The origins of dermoscopy trace back to the 17^th century when Dr. Pierre Borel first used a microscope to examine nail bed capillaries.^[1] In 1663, Johan Kohlhaus and later Carl Hueter confirmed the diagnostic potential of magnification in capillary observation.^[1] A major leap occurred in 1878 when Ernst Abbe and Carl Zeiss introduced the use of cedar oil in microscopy, improving image resolution through immersion microscopy.^[1]

Paul Gerson Unna’s application of immersion oil in 1893 allowed better visualization of the epidermis, utilizing Brewster’s angle to reduce light reflection and illuminate skin lesions.^[1] Between 1916 and 1920, Mueller introduced monocular microscopic examination, achieving magnifications up to 172 times, while Saphier developed binocular microscopy, using dermoscopy to distinguish syphilis from tuberculosis lesions.^[1]

In 1922, Jeffrey Michael in the USA introduced the concept of dermatoscopy with a binocular microscope.^[1] By 1950, Leon Goldman coined the term “dermatoscopy” and developed a portable monocular dermatoscope for differentiating skin tumors, though its weak light source limited its effectiveness.^[1]

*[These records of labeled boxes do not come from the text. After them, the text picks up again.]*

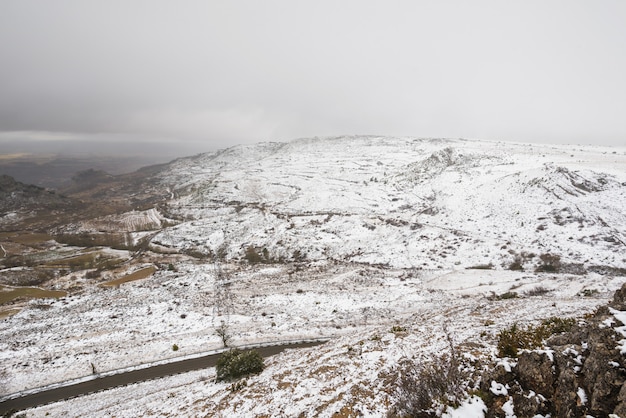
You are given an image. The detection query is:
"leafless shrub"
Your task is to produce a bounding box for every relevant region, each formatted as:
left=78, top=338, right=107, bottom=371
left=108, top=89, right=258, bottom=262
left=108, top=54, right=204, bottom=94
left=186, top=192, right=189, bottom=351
left=524, top=285, right=551, bottom=296
left=389, top=331, right=468, bottom=417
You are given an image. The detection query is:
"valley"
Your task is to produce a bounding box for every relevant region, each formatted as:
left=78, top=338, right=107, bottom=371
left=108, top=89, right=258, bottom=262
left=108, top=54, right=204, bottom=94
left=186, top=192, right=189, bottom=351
left=0, top=136, right=626, bottom=416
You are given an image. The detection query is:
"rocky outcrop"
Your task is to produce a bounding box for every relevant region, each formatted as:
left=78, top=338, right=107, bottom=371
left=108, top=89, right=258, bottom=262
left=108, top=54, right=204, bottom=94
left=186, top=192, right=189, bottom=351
left=481, top=284, right=626, bottom=418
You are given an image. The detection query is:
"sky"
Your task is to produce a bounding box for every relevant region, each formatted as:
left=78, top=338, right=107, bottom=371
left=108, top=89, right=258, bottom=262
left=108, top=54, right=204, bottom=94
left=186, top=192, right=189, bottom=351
left=0, top=0, right=626, bottom=156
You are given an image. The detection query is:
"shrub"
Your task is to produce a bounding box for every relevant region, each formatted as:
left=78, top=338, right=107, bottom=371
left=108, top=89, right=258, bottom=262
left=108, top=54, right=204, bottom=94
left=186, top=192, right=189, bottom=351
left=579, top=289, right=600, bottom=298
left=245, top=246, right=263, bottom=264
left=498, top=317, right=576, bottom=357
left=466, top=263, right=493, bottom=270
left=535, top=253, right=561, bottom=273
left=389, top=325, right=407, bottom=334
left=390, top=335, right=469, bottom=417
left=215, top=348, right=265, bottom=382
left=509, top=256, right=524, bottom=271
left=524, top=285, right=551, bottom=296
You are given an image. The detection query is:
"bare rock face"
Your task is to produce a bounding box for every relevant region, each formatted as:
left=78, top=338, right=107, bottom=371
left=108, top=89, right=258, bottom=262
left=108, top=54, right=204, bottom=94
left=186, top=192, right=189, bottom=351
left=481, top=284, right=626, bottom=418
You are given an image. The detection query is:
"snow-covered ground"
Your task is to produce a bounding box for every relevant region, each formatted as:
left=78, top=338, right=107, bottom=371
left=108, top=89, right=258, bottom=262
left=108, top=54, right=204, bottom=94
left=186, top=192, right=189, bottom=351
left=0, top=137, right=626, bottom=417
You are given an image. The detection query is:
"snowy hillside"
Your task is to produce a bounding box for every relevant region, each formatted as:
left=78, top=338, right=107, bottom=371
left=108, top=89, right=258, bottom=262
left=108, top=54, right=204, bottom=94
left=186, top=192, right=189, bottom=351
left=0, top=137, right=626, bottom=417
left=153, top=137, right=626, bottom=269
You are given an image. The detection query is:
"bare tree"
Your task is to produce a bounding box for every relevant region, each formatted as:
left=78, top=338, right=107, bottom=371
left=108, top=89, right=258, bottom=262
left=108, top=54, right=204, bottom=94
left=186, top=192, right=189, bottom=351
left=213, top=260, right=234, bottom=347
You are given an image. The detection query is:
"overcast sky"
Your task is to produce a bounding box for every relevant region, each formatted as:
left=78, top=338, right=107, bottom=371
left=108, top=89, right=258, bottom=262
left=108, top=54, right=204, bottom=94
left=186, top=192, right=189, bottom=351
left=0, top=0, right=626, bottom=155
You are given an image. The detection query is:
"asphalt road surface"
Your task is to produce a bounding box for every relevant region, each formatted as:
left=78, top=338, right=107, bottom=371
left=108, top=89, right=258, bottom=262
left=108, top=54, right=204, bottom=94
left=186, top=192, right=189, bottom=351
left=0, top=342, right=322, bottom=416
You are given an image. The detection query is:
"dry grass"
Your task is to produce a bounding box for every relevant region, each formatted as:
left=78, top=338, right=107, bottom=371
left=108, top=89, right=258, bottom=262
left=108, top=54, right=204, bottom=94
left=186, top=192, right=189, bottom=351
left=0, top=285, right=67, bottom=304
left=102, top=266, right=157, bottom=286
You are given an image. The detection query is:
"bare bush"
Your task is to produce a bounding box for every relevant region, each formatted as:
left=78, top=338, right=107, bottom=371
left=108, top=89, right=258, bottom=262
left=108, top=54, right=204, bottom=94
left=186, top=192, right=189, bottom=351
left=524, top=285, right=551, bottom=296
left=389, top=332, right=468, bottom=417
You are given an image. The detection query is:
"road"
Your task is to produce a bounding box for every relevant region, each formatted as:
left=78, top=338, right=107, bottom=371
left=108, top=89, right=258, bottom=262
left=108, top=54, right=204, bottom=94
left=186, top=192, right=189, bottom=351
left=0, top=341, right=322, bottom=416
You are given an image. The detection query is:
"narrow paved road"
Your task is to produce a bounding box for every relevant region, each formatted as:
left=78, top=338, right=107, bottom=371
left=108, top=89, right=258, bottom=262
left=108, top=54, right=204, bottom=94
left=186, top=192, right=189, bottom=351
left=0, top=342, right=322, bottom=416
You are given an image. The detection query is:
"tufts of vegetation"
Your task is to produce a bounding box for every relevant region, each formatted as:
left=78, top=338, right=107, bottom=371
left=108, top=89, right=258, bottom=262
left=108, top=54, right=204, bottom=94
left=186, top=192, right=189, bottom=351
left=509, top=256, right=524, bottom=271
left=535, top=253, right=561, bottom=273
left=244, top=245, right=285, bottom=264
left=578, top=289, right=600, bottom=298
left=389, top=325, right=407, bottom=334
left=488, top=291, right=519, bottom=300
left=524, top=285, right=551, bottom=296
left=498, top=317, right=576, bottom=357
left=466, top=263, right=493, bottom=270
left=215, top=348, right=265, bottom=382
left=390, top=326, right=469, bottom=417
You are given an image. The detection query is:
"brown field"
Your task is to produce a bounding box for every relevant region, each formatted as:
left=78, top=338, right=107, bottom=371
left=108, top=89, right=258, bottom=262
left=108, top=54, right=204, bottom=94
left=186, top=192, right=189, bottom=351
left=102, top=266, right=157, bottom=286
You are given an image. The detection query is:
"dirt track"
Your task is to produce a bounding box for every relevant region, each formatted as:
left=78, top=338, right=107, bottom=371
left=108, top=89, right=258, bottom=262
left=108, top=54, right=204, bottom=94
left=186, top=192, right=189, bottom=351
left=0, top=342, right=322, bottom=415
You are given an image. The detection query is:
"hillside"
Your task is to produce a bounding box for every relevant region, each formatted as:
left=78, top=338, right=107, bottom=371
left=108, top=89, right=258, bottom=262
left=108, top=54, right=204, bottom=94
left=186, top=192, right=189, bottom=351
left=0, top=137, right=626, bottom=417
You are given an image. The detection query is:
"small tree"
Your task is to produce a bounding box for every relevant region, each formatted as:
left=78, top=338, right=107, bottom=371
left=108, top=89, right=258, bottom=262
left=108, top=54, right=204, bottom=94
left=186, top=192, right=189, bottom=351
left=215, top=348, right=265, bottom=382
left=215, top=321, right=230, bottom=348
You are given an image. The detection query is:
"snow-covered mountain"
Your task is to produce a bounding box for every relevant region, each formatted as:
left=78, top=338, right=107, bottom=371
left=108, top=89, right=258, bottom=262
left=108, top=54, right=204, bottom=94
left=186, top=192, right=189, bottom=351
left=152, top=137, right=626, bottom=269
left=0, top=136, right=626, bottom=417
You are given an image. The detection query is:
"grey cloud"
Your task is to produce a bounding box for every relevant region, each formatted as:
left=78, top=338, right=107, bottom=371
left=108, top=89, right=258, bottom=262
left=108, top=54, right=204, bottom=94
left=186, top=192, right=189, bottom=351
left=0, top=0, right=626, bottom=150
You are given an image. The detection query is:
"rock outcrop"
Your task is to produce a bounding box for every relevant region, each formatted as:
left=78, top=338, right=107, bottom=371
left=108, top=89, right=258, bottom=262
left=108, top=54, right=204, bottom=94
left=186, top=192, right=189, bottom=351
left=481, top=284, right=626, bottom=418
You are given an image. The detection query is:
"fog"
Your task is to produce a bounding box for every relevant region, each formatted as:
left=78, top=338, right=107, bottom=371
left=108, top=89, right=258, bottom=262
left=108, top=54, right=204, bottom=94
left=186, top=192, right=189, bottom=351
left=0, top=0, right=626, bottom=154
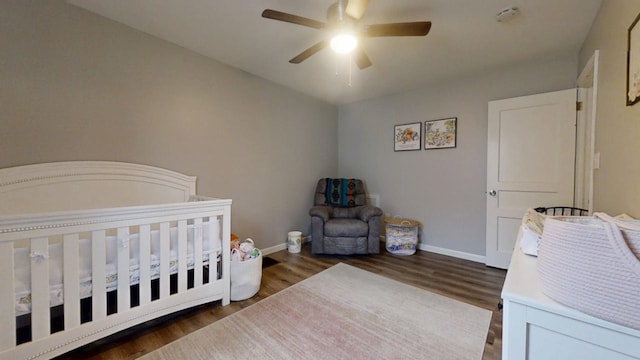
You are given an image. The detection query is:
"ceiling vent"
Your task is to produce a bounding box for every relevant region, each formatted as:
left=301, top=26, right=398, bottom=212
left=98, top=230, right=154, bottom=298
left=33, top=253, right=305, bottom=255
left=496, top=6, right=519, bottom=22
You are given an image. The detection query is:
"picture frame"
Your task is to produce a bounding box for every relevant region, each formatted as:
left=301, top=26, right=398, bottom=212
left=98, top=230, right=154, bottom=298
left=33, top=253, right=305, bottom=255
left=626, top=14, right=640, bottom=106
left=393, top=122, right=422, bottom=151
left=424, top=117, right=458, bottom=150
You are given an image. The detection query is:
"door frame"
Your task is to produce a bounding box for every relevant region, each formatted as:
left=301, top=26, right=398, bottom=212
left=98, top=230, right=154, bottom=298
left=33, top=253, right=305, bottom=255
left=574, top=50, right=600, bottom=213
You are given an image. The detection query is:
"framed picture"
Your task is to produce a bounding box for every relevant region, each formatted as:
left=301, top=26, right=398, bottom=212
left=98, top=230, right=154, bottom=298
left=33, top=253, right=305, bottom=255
left=627, top=14, right=640, bottom=106
left=393, top=123, right=422, bottom=151
left=424, top=118, right=458, bottom=150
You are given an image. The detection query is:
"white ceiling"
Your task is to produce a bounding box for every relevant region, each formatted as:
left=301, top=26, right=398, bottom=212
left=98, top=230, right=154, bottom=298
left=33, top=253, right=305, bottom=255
left=69, top=0, right=602, bottom=104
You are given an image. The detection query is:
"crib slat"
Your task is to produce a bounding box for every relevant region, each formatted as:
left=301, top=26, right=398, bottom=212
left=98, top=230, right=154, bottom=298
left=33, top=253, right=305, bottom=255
left=178, top=220, right=189, bottom=293
left=62, top=234, right=80, bottom=330
left=91, top=230, right=107, bottom=321
left=31, top=237, right=51, bottom=341
left=160, top=222, right=171, bottom=299
left=117, top=227, right=131, bottom=313
left=193, top=218, right=204, bottom=288
left=211, top=216, right=220, bottom=283
left=220, top=207, right=231, bottom=305
left=140, top=225, right=151, bottom=306
left=0, top=242, right=16, bottom=352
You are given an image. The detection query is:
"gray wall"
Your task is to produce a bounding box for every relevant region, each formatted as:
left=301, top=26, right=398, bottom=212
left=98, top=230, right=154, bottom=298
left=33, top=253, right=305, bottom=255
left=580, top=0, right=640, bottom=217
left=0, top=0, right=337, bottom=248
left=338, top=52, right=577, bottom=261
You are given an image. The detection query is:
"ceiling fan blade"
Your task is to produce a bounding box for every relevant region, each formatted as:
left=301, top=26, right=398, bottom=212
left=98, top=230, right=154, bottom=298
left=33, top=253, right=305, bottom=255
left=345, top=0, right=369, bottom=20
left=289, top=41, right=328, bottom=64
left=353, top=47, right=372, bottom=70
left=363, top=21, right=431, bottom=37
left=262, top=9, right=325, bottom=29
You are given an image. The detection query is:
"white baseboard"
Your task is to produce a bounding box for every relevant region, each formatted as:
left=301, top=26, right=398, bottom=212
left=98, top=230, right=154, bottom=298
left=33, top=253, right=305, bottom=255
left=418, top=244, right=486, bottom=264
left=380, top=235, right=486, bottom=264
left=260, top=235, right=311, bottom=255
left=261, top=235, right=486, bottom=264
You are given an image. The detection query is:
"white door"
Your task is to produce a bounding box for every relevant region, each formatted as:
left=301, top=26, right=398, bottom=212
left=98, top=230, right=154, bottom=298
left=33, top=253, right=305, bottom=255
left=486, top=89, right=577, bottom=269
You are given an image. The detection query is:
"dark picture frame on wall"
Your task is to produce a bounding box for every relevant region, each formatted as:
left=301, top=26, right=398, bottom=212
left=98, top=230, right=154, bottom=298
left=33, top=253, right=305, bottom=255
left=627, top=14, right=640, bottom=106
left=424, top=117, right=458, bottom=150
left=393, top=122, right=422, bottom=151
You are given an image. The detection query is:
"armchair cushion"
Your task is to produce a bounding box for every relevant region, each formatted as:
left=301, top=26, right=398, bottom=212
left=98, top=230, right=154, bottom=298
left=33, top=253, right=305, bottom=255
left=358, top=205, right=382, bottom=222
left=325, top=178, right=358, bottom=207
left=324, top=219, right=369, bottom=237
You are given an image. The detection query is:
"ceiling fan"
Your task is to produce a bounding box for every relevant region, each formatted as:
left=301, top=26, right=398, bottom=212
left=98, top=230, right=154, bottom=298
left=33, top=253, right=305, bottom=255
left=262, top=0, right=431, bottom=69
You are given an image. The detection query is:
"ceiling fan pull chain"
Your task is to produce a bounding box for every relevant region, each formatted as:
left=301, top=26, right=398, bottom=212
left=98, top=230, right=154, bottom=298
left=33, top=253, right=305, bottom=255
left=349, top=54, right=353, bottom=87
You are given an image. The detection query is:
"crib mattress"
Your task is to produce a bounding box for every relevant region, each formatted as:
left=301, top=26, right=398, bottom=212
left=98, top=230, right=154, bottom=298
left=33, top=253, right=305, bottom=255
left=14, top=225, right=221, bottom=316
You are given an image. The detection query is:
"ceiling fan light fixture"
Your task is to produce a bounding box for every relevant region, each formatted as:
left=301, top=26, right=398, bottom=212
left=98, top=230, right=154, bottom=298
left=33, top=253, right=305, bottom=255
left=331, top=33, right=358, bottom=54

The pivotal moment in modern dermoscopy came in 1971 when Dr. Ronald Mackie demonstrated the advantages of surface microscopy in diagnosing pigmented lesions, particularly melanomas.^[1] During the 1980s and 1990s, advances in portable binocular dermatoscopes emerged, with W. Stolz introducing the “ABCD rule” in 1989 for melanoma diagnosis. That same year, the Delta 10 dermatoscope, created by Heine, revolutionized skin lesion evaluation with a halogen lamp and ×10 magnification.

In 1991, Friedman et al. popularized the term “dermoscopy” while in 2001, the DermLite handheld device introduced polarized illumination, eliminating the need for immersion oil and enabling deeper visualization.^[1,2]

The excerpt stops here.